Snowmobiles line up in formation before team members search the ice for meteorites. Sometimes the rocks from space are mixed in with trans-Antarctic mountain rocks from a glacier.

Frozen Universe

A UH geologist finds adventure in a
7-week search for meteorites in Antarctica

By Helen Altonn

Hunting for meteorites on Antarctica's snow fields is no walk in the park, University of Hawaii geologist Linda Martel reports after a seven-week expedition with the Antarctic Search for Meteorites team.

She had a pretty good idea what to expect from colleagues who have been to Antarctica. Still, there were surprises.

Driving Ski-doo snowmobiles -- the primary mode of transport -- was the most physically demanding part of the trip, she said.

Linda Martel holds a 12-centimeter scale bar by one of the meteorites collected off the ice.

"All of us have these muscles now, from gripping it with two hands for hours at a time," she said.

Her knees were still sore for two weeks after coming home last month, she said, explaining they were always on their knees in the Ski-doos because they could see better.

An educational specialist in the Hawaii Institute of Geophysics and Planetology, Martel is sharing her "unique and fantastic adventure" with groups of schoolchildren. It was worth living in such an extreme environment to see their eyes light up, she said.

Even though she had seen pictures of Antarctica, the region's starkness was impressive to her.

"It is amazingly white and blue with distant mountains -- pretty in a black-and-white way. It is deprived of color somehow, no greens," she said.

“Even after 300 meteorites, it was an absolute thrill. Sometimes we would go half a day without seeing one. We had to cover lots of ground.”

Linda Martel
University of Hawaii geologist

The eight scientists, half of whom were meteorite specialists, spent an average of three weeks in the field, fanning out on parallel tracks and driving seven to eight miles from camp to an area called Meteorite Hills, she said.

They spent the day doing systematic searches for meteorites, she said. "We were responsible for looking ahead, to the left and right, and as soon as we saw a meteorite, we would wave and all would come."

Ski-dooing was exhausting because ridge rocks deposited by the glacier littered the snow field, she said. "There could be meteorites, too. We had to do foot searches and walk through all these rocks, looking at every single one. It was arduous."

The group collected a total of 336 rocks, about average for the annual expedition, she said. "Maybe a dozen are different." An expert from Houston said he had never seen anything like one specimen, she said.

They used tongs to pick up the rocks and put them in a Teflon bag with white freezer tape for shipment. They will be analyzed by specialists at NASA's Johnson Space Center and the Smithsonian Institution.

Each one will be given a number so it can be tracked, Martel said.

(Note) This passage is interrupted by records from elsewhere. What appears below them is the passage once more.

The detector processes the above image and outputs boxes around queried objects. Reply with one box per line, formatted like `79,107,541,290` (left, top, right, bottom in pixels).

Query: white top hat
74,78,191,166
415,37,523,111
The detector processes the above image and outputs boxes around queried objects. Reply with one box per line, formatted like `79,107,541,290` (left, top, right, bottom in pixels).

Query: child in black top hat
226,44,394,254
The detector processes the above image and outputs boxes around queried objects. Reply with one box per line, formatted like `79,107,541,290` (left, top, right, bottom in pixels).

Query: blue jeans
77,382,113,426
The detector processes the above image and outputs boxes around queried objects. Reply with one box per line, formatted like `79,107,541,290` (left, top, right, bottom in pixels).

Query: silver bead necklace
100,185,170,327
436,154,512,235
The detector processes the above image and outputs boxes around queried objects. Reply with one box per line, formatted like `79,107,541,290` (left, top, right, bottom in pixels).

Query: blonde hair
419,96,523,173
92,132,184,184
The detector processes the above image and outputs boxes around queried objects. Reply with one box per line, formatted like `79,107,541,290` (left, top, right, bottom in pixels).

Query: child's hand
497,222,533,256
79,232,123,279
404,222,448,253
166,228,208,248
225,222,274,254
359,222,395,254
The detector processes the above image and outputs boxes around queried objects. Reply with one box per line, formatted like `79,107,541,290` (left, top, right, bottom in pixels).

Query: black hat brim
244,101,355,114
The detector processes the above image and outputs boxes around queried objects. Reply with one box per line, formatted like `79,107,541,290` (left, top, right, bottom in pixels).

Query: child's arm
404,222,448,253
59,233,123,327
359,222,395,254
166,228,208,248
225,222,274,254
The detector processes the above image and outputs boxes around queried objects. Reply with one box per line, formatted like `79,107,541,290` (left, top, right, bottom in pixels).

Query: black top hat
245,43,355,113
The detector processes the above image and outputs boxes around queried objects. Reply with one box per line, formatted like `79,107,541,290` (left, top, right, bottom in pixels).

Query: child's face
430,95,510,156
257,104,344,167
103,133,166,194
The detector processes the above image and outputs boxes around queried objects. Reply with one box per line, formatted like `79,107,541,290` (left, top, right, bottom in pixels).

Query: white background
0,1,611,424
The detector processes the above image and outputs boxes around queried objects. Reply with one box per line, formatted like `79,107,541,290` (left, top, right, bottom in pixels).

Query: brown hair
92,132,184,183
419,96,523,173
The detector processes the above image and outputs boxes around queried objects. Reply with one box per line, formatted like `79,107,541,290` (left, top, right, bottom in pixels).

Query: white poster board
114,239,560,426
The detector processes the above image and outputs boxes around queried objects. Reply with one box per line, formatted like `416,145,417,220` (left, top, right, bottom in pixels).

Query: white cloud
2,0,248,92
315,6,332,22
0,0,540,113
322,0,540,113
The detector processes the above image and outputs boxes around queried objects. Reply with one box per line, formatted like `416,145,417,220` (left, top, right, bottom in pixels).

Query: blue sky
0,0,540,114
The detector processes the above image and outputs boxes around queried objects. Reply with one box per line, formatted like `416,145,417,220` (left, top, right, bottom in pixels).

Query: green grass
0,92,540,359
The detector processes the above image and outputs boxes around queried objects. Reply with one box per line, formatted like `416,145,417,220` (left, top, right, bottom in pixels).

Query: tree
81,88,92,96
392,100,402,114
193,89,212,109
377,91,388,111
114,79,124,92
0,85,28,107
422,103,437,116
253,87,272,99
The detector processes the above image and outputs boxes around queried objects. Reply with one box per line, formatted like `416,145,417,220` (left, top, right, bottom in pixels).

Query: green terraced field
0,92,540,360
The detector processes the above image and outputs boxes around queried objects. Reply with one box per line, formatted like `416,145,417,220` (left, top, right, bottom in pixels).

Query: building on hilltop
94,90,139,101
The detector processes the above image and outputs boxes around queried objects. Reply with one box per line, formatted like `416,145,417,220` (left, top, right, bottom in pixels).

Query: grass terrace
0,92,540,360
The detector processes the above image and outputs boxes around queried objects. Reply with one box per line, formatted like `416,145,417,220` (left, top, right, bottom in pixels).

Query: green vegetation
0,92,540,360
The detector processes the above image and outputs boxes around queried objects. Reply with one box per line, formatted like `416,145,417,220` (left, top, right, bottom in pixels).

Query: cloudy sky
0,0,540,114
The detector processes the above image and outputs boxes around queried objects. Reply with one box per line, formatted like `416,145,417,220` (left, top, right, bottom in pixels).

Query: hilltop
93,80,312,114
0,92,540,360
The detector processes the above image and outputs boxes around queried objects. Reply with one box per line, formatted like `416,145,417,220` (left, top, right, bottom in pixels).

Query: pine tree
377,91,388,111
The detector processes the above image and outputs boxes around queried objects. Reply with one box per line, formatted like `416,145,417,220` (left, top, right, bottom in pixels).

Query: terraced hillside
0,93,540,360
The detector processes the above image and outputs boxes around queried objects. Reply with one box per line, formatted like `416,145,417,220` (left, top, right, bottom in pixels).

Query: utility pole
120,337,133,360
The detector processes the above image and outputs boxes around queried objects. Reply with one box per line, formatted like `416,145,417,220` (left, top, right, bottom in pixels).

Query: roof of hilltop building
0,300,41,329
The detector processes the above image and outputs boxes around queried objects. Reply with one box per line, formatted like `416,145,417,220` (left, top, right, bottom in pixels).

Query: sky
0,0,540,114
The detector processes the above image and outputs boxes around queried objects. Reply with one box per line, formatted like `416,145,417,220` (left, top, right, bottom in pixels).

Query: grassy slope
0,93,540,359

"Even after 300 meteorites, it was an absolute thrill," she said. "Sometimes we would go half a day without seeing one. We had to cover lots of ground."

The temperature was minus 59 degrees Fahrenheit throughout the trip, which she expected, she said. "What I didn't expect was the wind chill."

There were three big windstorms with up to 100-mph gusts, she said. She said one researcher, in Antarctica for the 21st year, said he never experienced such strong winds there.

They had to stay in their tents some days because they could hardly stand and could not handle the Ski-doos, particularly in wind-driven snow. The longest continuous stay in her tent was three days, giving her time to read "The Worst Journey in the World," about the British explorer Robert Scott's ill-fated 1912 expedition to the South Pole.

She shared the dome tent with Nancy Chabot, a postdoctoral researcher from Case Western Reserve University.

Martel said the tent "never felt too small." In the middle was a stove, wooden boxes with food, and pots and pans so they could do their own cooking, she said. "The food was wonderful -- frozen steaks, salmon, shrimp and scallops."

Special boots and clothing protected the scientists from the bitter cold and fierce winds. Martel said she was covered with four layers, including a thick down-filled parka, making movements somewhat unwieldy.

Big windstorms forced team members searching for meteorites in Antarctica to stay in their tents on some days. UH geologist Linda Martel took advantage of one three-day stretch to read "The Worst Journey in the World," about an ill-fated Antarctic expedition in 1912.

She missed Christmas with her husband, Stephen, also a UH geologist, and their children, Owen, 14, and Leigh, 12, but they e-mailed her separately every day, she said. "The nicest thing they said was, 'Mom, this is not just your trip to Antarctica. This is family history now.'"

The team members also had unlimited access to a satellite phone at $1.50 a minute. "We'll get a bill. It didn't seem too expensive to me at the time," she laughed.

Martel hesitates when asked if she would go back to Antarctica. Not right away, she said, but perhaps in the future because there is so much to see.

"It's a huge continent, and we were in one little place," she said. "I didn't see a single penguin."